You are viewing a plain text version of this content. The canonical link for it is here.
Posted to issues@spark.apache.org by "Sean Owen (JIRA)" <ji...@apache.org> on 2017/03/09 08:33:38 UTC
[jira] [Comment Edited] (SPARK-19875) Map->filter on many columns gets stuck in constraint inference optimization code

    [ https://issues.apache.org/jira/browse/SPARK-19875?page=com.atlassian.jira.plugin.system.issuetabpanels:comment-tabpanel&focusedCommentId=15902668#comment-15902668 ] 
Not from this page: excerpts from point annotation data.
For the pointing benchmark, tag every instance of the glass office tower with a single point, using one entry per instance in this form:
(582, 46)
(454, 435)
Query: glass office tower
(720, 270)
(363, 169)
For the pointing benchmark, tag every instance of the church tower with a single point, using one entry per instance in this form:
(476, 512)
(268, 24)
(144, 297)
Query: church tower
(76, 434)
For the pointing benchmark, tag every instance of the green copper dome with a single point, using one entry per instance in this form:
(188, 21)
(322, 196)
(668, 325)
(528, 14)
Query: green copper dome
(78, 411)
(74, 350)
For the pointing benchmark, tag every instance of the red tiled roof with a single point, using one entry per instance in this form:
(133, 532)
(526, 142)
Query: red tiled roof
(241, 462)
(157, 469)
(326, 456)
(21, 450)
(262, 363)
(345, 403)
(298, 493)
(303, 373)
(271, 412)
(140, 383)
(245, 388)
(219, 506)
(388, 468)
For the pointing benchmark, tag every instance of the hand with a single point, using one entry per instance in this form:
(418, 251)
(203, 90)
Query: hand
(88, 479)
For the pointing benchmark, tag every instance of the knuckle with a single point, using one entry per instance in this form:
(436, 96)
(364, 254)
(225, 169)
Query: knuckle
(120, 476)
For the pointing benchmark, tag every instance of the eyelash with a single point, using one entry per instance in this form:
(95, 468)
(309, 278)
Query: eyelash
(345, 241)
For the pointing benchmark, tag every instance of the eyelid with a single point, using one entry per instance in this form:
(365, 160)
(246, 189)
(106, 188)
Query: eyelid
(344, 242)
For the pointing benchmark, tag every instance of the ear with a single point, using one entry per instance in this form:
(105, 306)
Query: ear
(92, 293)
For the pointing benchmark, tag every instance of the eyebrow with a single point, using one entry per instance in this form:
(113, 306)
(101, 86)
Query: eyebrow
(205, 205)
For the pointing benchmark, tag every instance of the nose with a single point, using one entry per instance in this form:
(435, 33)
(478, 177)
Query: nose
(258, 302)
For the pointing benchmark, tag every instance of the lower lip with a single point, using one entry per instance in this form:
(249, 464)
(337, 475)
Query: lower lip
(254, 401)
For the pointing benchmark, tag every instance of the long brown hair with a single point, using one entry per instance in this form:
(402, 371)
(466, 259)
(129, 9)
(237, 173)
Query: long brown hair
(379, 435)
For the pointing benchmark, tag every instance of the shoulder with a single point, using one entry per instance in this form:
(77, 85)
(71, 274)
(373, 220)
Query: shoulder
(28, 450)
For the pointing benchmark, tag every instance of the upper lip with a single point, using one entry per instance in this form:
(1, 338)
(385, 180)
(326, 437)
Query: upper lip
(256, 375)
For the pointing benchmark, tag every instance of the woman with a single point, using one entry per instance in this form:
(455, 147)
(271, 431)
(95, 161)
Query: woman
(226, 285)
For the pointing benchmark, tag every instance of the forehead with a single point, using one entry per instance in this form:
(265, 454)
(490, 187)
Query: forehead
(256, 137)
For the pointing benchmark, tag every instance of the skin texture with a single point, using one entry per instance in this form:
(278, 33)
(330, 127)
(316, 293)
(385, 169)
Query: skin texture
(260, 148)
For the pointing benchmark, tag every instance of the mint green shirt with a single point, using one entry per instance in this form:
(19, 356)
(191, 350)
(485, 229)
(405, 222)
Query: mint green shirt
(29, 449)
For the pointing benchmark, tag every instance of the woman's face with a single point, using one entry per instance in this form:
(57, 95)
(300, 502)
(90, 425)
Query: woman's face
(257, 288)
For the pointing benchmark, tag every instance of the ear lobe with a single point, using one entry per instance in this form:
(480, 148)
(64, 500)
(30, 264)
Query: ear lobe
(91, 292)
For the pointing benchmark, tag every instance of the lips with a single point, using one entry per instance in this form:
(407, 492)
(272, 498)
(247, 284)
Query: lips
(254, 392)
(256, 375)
Sean Owen edited comment on SPARK-19875 at 3/9/17 8:32 AM:
-----------------------------------------------------------

It's easier to inline the code in a comment:

{code}
package test.spark

import org.apache.spark.SparkConf
import org.apache.spark.sql.functions._
import org.apache.spark.sql.SparkSession

object TestFilter extends App {

  val conf = new SparkConf().setMaster("local[1]").setAppName("tester")

  val session = SparkSession.builder().config(conf).getOrCreate()
  val sc = session.sparkContext
  val sqlContext = session.sqlContext

  val df = sqlContext.read.format("csv").load("test50cols.csv")

  // some map operation on all columns
  val cols = df.columns.map { col => upper(df.col(col))  }
  val df2 = df.select(cols: _*)

  // filter header
  val filter = (0 until df.columns.length)
    .foldLeft(lit(false))((e, index) => e.or(df2.col(df2.columns(index)) =!= s"COLUMN${index+1}"))
  val df3 = df2.filter(filter)

  // some filter operation
  val df4 = df3.filter(df3.col(df3.columns(0)).isNotNull)

  df4.show(100)  // stuck here with a 50 column dataset

}
{code}

What do you mean it gets stuck -- do you have a thread dump?


was (Author: srowen):
It's easier to inline the code in a comment:

{code:scala}
package test.spark

import org.apache.spark.SparkConf
import org.apache.spark.sql.functions._
import org.apache.spark.sql.SparkSession

object TestFilter extends App {

  val conf = new SparkConf().setMaster("local[1]").setAppName("tester")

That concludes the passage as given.